An important finding was the SIR of 1.8 (95% CI 1.1, 2.6) for the non-AIDS-defining malignant neoplasms. Other studies identified a 2-3 fold risk of non-AIDS-defining malignant neoplasms among AIDS patients and an excess of liver cancer (Serraino et al, 2000), lung cancer (Grulich et al, 1999; Frisch et al, 2001) and skin cancers (Cooksley et al, 1999) among HIV-infected persons. Unlike several other studies, we did not find a significant excess of Hodgkin's disease (Cooksley et al, 1999; Grulich et al, 1999; Serraino et al, 2000; Frisch et al, 2001).
The possibility that some of the non-AIDS-defining neoplasms were extranodal lymphomas, or Kaposi's sarcomas that had been misdiagnosed or miscoded as other types of cancer, cannot be excluded. Most of the cancers in question, however, were recorded as being microscopically verified and the reliability of diagnostic coding for the Scottish Cancer Registry is high (Brewster et al, 1994).
In this study, it was impossible to associate cancers with immunodeficiency, lifestyle, deprivation or coinfection with another virus. Accordingly, the excess of lung cancer may be due to high rates of smoking among HIV-infected gay men and the excess of liver cancer may be related to HIV/hepatitis coinfection, especially among IDUs. In Scotland, the incidence of many cancers varies by deprivation category; however, deprivation scores were not available for the HIV cohort.
The study method is subject to some potential biases. Persons belonging to the HIV cohort might have been subject to closer clinical scrutiny than those in the general population; this could have led to earlier diagnoses in the former. In contrast, emigration of any HIV-infected persons will have tended to underestimate cancer risk due to an overestimation of person-years at risk and the failure to ascertain and register any subsequent cancers arising in emigrants.

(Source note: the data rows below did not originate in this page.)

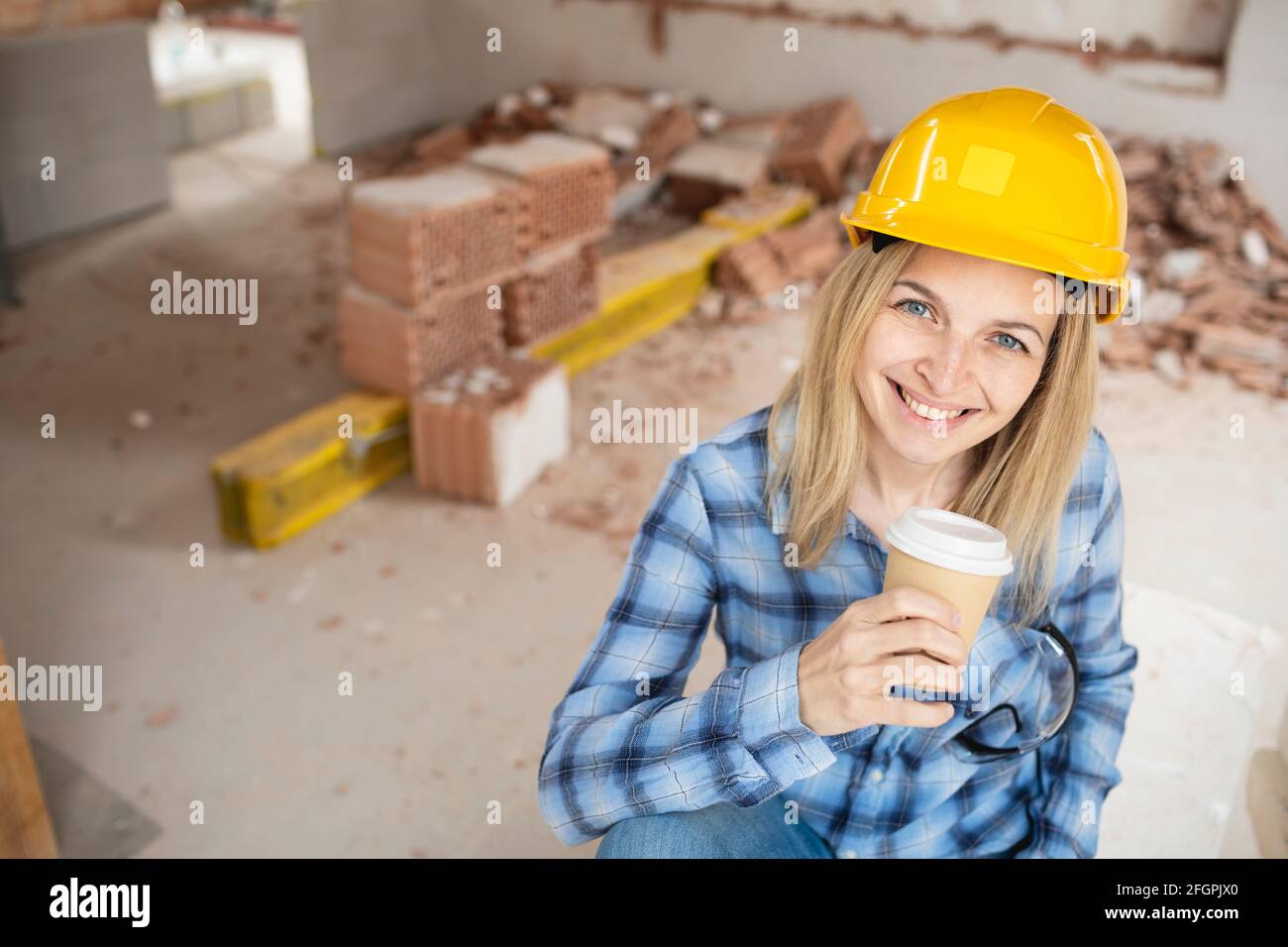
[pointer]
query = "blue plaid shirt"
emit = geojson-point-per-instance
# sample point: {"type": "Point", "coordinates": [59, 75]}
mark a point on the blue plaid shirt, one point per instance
{"type": "Point", "coordinates": [626, 742]}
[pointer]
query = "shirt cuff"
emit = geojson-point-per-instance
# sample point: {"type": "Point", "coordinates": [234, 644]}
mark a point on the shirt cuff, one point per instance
{"type": "Point", "coordinates": [769, 722]}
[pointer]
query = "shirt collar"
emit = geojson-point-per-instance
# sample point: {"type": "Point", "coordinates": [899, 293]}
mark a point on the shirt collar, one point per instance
{"type": "Point", "coordinates": [785, 431]}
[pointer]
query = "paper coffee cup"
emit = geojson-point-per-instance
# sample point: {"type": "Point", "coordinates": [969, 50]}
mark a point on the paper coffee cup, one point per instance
{"type": "Point", "coordinates": [948, 554]}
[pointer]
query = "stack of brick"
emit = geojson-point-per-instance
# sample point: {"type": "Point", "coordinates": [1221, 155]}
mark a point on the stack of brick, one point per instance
{"type": "Point", "coordinates": [557, 290]}
{"type": "Point", "coordinates": [815, 145]}
{"type": "Point", "coordinates": [450, 264]}
{"type": "Point", "coordinates": [394, 348]}
{"type": "Point", "coordinates": [571, 183]}
{"type": "Point", "coordinates": [487, 431]}
{"type": "Point", "coordinates": [415, 237]}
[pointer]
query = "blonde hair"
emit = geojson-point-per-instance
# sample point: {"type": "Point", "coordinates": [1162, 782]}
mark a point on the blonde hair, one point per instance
{"type": "Point", "coordinates": [1020, 475]}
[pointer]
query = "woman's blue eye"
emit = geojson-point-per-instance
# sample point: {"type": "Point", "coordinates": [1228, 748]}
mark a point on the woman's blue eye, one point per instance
{"type": "Point", "coordinates": [1018, 347]}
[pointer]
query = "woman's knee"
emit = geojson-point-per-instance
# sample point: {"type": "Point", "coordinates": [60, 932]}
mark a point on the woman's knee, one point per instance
{"type": "Point", "coordinates": [717, 831]}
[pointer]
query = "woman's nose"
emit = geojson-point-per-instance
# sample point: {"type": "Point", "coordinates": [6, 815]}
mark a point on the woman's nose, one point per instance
{"type": "Point", "coordinates": [948, 367]}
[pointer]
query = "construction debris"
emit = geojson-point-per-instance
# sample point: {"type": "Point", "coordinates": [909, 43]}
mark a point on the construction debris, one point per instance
{"type": "Point", "coordinates": [789, 257]}
{"type": "Point", "coordinates": [1214, 268]}
{"type": "Point", "coordinates": [707, 171]}
{"type": "Point", "coordinates": [816, 144]}
{"type": "Point", "coordinates": [487, 431]}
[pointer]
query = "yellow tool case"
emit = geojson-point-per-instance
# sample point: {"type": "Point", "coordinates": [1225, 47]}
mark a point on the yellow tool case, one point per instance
{"type": "Point", "coordinates": [648, 287]}
{"type": "Point", "coordinates": [286, 479]}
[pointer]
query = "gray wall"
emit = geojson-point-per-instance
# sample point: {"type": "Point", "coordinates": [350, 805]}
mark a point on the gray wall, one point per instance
{"type": "Point", "coordinates": [82, 97]}
{"type": "Point", "coordinates": [382, 65]}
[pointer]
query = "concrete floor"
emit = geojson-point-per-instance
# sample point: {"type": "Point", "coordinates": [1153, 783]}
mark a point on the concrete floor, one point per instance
{"type": "Point", "coordinates": [220, 682]}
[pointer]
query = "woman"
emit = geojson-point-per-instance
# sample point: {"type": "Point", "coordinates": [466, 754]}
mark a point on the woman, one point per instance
{"type": "Point", "coordinates": [951, 363]}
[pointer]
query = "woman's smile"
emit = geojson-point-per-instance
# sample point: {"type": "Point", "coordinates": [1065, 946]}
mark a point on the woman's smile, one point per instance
{"type": "Point", "coordinates": [932, 415]}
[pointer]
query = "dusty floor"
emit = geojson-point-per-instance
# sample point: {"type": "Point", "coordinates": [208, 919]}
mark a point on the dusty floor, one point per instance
{"type": "Point", "coordinates": [220, 682]}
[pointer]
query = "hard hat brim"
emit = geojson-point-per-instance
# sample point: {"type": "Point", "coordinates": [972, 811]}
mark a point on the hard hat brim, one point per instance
{"type": "Point", "coordinates": [1041, 252]}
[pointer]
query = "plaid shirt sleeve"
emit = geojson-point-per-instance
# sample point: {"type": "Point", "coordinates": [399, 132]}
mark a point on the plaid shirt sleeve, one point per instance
{"type": "Point", "coordinates": [623, 741]}
{"type": "Point", "coordinates": [1078, 766]}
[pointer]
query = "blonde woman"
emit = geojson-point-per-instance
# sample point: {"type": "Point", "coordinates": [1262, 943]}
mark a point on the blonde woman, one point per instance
{"type": "Point", "coordinates": [951, 363]}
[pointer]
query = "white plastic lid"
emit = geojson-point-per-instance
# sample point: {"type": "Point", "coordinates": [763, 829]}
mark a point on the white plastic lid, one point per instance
{"type": "Point", "coordinates": [951, 540]}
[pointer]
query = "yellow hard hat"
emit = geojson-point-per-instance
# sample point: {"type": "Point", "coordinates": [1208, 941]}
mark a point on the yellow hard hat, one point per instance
{"type": "Point", "coordinates": [1006, 174]}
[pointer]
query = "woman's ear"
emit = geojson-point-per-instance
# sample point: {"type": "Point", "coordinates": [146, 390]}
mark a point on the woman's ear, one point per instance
{"type": "Point", "coordinates": [880, 241]}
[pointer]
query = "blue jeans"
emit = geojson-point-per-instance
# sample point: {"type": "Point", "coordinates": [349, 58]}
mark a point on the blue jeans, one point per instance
{"type": "Point", "coordinates": [719, 831]}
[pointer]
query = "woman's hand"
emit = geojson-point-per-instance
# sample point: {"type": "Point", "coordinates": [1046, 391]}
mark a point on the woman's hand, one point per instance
{"type": "Point", "coordinates": [845, 674]}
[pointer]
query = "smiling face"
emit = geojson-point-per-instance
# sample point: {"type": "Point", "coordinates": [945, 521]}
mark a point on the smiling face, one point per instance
{"type": "Point", "coordinates": [962, 339]}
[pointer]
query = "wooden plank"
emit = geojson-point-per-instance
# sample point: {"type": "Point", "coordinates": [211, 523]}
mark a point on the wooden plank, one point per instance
{"type": "Point", "coordinates": [25, 827]}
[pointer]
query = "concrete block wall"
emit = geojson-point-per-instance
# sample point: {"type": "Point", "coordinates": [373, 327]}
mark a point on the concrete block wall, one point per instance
{"type": "Point", "coordinates": [372, 68]}
{"type": "Point", "coordinates": [82, 97]}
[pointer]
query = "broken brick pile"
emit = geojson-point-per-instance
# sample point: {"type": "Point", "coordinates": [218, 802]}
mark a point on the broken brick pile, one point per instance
{"type": "Point", "coordinates": [1214, 268]}
{"type": "Point", "coordinates": [450, 264]}
{"type": "Point", "coordinates": [1212, 263]}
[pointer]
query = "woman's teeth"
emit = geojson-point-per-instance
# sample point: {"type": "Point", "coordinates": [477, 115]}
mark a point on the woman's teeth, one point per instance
{"type": "Point", "coordinates": [932, 414]}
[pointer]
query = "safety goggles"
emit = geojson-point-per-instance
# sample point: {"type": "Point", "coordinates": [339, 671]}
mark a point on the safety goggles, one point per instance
{"type": "Point", "coordinates": [1039, 682]}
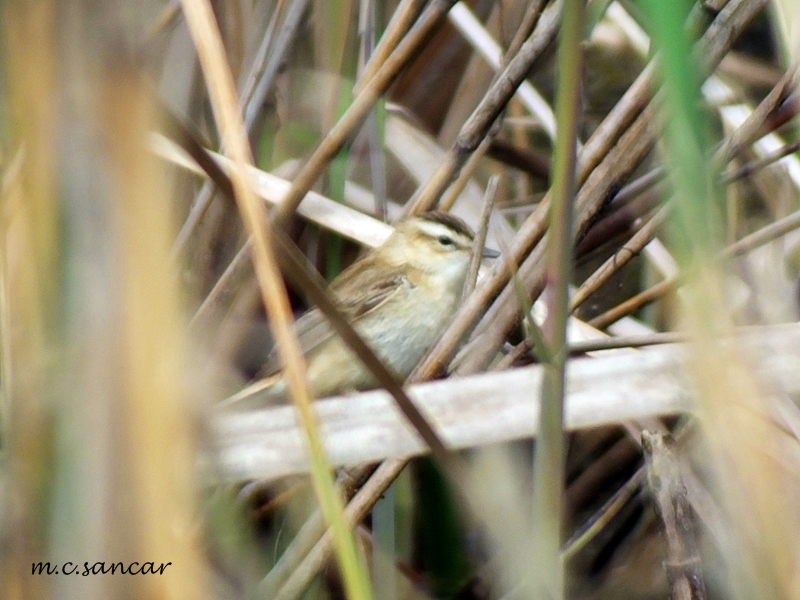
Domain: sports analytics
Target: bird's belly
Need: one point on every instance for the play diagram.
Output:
(400, 342)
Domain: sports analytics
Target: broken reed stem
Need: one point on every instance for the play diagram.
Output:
(480, 121)
(620, 258)
(480, 236)
(208, 43)
(621, 150)
(748, 243)
(675, 518)
(301, 576)
(548, 475)
(401, 21)
(355, 114)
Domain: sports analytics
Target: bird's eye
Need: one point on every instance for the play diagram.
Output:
(444, 240)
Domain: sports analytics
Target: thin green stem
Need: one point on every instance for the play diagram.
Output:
(549, 459)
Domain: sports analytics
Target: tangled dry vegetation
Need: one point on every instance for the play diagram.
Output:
(645, 201)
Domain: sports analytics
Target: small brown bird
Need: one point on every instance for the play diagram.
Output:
(399, 297)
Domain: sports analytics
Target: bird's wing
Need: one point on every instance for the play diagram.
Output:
(358, 291)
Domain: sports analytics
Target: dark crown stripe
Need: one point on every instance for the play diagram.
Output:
(450, 221)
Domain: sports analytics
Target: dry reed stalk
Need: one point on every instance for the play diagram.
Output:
(208, 43)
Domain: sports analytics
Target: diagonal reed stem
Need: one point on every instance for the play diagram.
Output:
(548, 482)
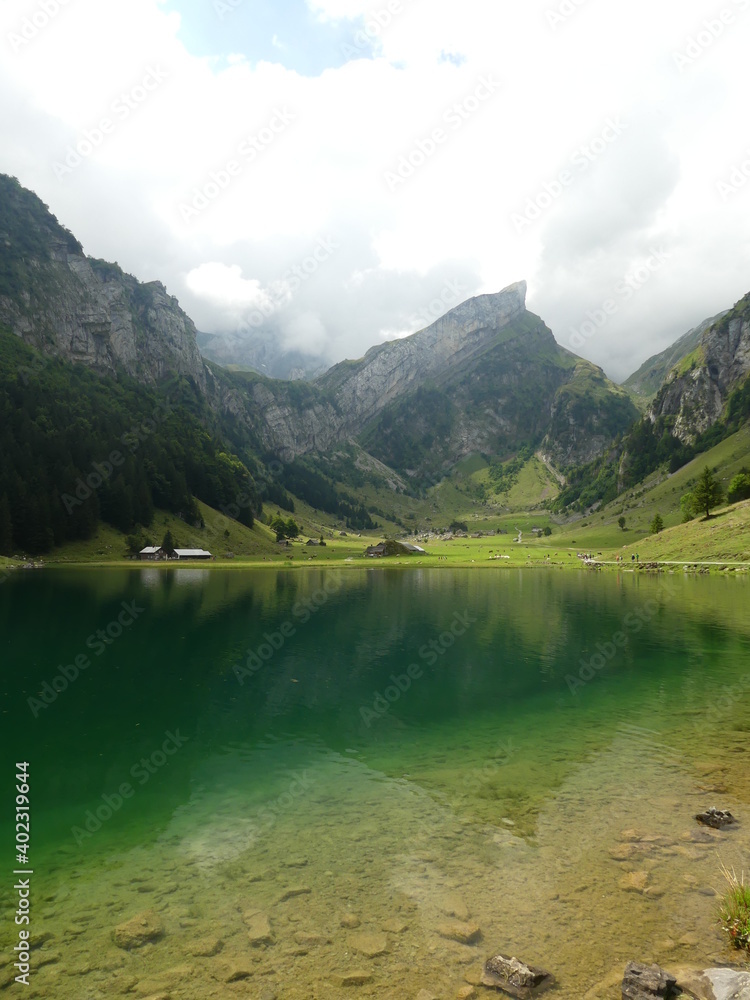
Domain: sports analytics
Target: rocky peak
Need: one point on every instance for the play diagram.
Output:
(363, 388)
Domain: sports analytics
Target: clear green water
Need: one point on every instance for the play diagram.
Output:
(488, 789)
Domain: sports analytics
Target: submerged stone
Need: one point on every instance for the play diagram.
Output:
(716, 818)
(644, 982)
(515, 977)
(459, 930)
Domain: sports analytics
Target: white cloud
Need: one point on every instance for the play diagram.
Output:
(325, 172)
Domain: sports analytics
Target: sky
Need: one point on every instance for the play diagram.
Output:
(341, 172)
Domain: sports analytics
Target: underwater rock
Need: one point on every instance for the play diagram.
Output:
(716, 818)
(142, 929)
(644, 982)
(514, 977)
(258, 928)
(294, 891)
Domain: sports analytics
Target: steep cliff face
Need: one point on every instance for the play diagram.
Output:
(694, 394)
(64, 303)
(363, 388)
(520, 389)
(486, 377)
(650, 377)
(284, 418)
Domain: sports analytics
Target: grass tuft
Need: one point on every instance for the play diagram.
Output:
(734, 910)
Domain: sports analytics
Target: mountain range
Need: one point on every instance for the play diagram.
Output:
(486, 379)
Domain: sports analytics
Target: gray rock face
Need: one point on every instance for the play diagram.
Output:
(696, 397)
(142, 929)
(99, 316)
(363, 388)
(644, 982)
(515, 977)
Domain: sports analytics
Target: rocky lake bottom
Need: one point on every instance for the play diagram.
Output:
(394, 860)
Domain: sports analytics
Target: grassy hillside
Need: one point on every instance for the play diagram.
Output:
(725, 537)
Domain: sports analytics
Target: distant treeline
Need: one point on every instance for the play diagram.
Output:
(76, 448)
(647, 447)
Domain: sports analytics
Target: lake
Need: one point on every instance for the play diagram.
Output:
(382, 774)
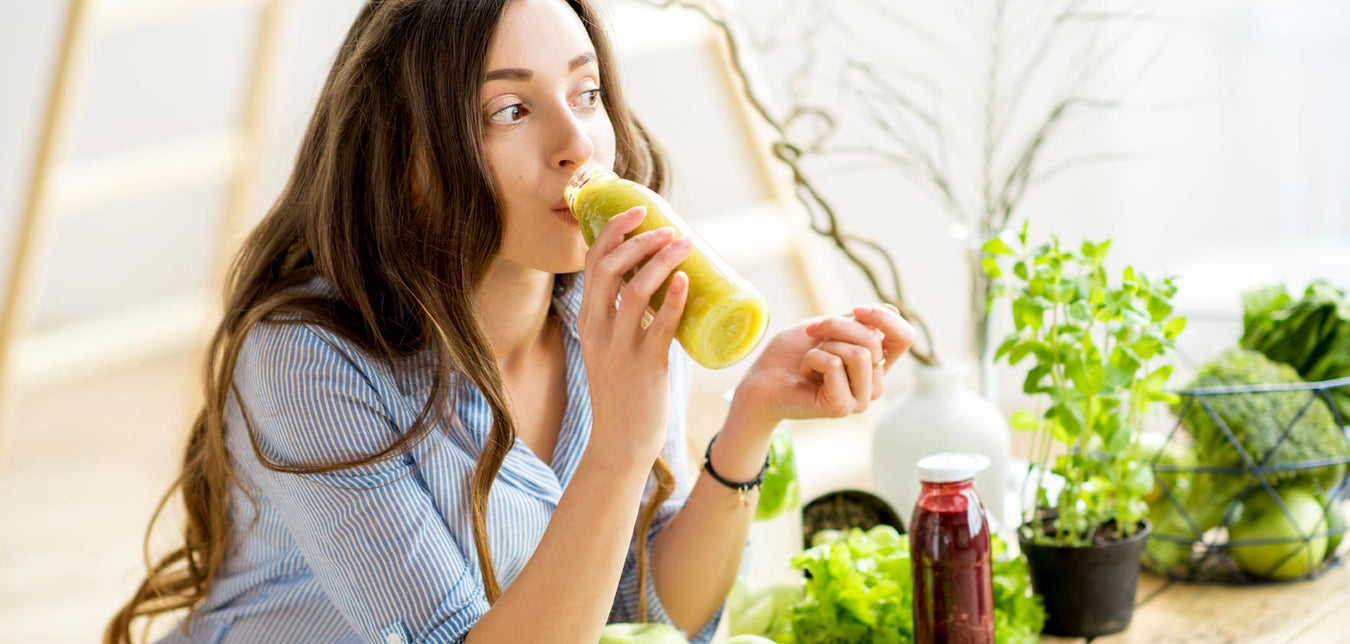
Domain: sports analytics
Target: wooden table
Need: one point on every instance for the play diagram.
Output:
(1315, 612)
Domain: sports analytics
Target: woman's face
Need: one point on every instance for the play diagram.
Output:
(543, 118)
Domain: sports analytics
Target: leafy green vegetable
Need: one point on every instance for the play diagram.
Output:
(780, 490)
(1257, 421)
(764, 612)
(1312, 334)
(860, 590)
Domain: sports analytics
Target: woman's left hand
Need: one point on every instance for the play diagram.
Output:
(822, 367)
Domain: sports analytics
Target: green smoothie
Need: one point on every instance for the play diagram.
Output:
(724, 316)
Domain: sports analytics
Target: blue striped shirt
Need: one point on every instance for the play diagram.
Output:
(385, 552)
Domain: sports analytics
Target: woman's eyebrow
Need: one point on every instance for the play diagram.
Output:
(524, 74)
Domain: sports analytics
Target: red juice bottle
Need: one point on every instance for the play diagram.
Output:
(949, 554)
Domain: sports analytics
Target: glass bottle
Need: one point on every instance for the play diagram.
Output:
(724, 316)
(949, 554)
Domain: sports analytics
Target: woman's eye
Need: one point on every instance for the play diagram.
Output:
(509, 114)
(590, 97)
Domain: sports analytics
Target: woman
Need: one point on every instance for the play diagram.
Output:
(408, 331)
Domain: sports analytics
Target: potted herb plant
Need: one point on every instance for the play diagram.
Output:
(1098, 351)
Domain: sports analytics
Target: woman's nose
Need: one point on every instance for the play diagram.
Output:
(573, 146)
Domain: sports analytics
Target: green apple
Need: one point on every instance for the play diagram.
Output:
(763, 610)
(641, 633)
(1335, 524)
(1262, 519)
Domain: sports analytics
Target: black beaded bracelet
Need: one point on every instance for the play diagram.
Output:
(741, 488)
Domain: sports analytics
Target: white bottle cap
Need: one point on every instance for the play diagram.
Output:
(948, 467)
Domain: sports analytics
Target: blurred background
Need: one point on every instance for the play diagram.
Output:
(1207, 138)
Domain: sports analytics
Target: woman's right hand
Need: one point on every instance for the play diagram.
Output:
(627, 365)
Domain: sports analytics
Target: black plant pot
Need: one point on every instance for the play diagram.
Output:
(1087, 590)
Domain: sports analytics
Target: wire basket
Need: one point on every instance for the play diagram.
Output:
(1190, 546)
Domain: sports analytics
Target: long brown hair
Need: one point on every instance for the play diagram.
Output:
(405, 83)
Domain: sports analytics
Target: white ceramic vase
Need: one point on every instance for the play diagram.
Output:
(940, 415)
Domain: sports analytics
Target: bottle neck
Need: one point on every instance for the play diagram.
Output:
(947, 486)
(585, 174)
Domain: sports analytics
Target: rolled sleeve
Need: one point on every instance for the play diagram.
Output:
(370, 535)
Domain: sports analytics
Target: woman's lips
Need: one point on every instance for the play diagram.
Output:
(566, 215)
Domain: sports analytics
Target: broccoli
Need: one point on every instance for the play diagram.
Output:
(1257, 421)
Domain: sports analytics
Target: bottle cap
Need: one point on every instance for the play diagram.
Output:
(948, 467)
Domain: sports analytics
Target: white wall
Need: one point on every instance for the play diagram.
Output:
(1258, 159)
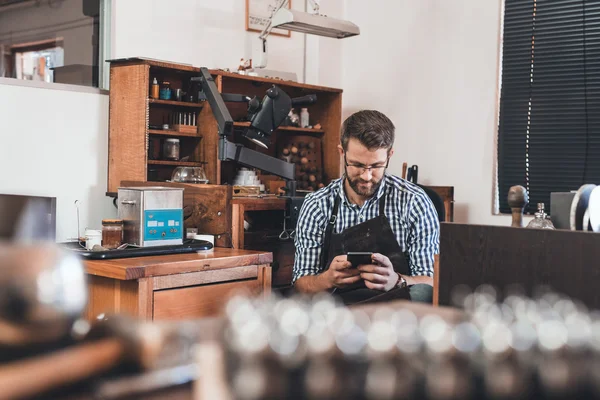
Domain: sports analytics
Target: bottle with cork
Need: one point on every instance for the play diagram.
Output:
(154, 90)
(304, 118)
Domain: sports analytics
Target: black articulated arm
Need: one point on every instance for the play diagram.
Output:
(236, 152)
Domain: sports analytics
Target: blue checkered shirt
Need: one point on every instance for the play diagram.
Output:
(411, 213)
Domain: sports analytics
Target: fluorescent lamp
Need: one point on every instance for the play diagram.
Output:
(313, 24)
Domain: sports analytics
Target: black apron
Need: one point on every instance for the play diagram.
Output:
(374, 235)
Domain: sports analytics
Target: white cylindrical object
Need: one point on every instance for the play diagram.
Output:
(304, 118)
(208, 238)
(93, 237)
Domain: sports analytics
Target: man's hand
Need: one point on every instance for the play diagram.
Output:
(380, 275)
(340, 273)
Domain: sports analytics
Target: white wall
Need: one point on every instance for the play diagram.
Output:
(432, 67)
(55, 143)
(64, 19)
(199, 32)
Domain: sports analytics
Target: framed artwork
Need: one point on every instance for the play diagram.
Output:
(258, 13)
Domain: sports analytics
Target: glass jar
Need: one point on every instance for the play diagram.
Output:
(171, 149)
(112, 233)
(541, 220)
(165, 91)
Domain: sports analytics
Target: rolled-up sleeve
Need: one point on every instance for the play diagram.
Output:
(309, 239)
(424, 238)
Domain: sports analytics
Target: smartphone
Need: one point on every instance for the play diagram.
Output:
(357, 258)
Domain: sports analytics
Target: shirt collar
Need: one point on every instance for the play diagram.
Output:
(377, 196)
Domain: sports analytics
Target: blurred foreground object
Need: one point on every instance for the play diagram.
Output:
(515, 347)
(42, 292)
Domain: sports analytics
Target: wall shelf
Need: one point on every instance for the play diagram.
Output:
(175, 163)
(172, 133)
(175, 103)
(287, 128)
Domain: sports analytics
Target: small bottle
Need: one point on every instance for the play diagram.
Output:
(112, 233)
(304, 118)
(541, 220)
(165, 91)
(154, 91)
(171, 149)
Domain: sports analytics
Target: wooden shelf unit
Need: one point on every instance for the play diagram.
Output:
(132, 111)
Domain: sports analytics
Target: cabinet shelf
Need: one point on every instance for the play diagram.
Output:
(175, 103)
(287, 128)
(172, 133)
(176, 163)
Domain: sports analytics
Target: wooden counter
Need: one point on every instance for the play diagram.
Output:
(178, 286)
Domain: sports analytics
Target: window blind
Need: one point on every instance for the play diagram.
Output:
(549, 125)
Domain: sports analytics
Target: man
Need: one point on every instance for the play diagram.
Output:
(371, 211)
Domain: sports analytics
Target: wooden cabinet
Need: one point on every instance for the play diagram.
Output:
(135, 151)
(179, 286)
(136, 133)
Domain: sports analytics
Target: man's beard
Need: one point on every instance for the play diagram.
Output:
(358, 185)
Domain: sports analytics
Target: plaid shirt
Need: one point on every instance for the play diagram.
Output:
(411, 213)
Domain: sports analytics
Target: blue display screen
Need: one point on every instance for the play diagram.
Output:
(163, 224)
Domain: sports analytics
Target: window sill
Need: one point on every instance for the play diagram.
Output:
(53, 86)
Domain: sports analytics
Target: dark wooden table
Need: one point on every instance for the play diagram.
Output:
(567, 261)
(179, 286)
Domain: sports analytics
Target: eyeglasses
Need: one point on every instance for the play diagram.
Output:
(362, 168)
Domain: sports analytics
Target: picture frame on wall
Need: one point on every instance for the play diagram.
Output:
(258, 13)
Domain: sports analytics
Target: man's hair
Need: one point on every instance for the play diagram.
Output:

Since the aim of the investigation was to determine the natural history of neoplasia incidence among a national HIV cohort, the linkage was not extended beyond 1996, the time when Highly Active Anti-Retroviral Therapy (HAART) became widely administered in Scotland. The investigators plan to repeat the linkage to determine how much the incidence of neoplasia has changed during the era of HAART.
The authors thank Professor Charles Gillis, whose enthusiasm provided the impetus for this research. They are also grateful to the members of the Bloodborne Virus Team at SCIEH, the Record Linkage Group at ISD and the Cancer Registry staff for all their expertise.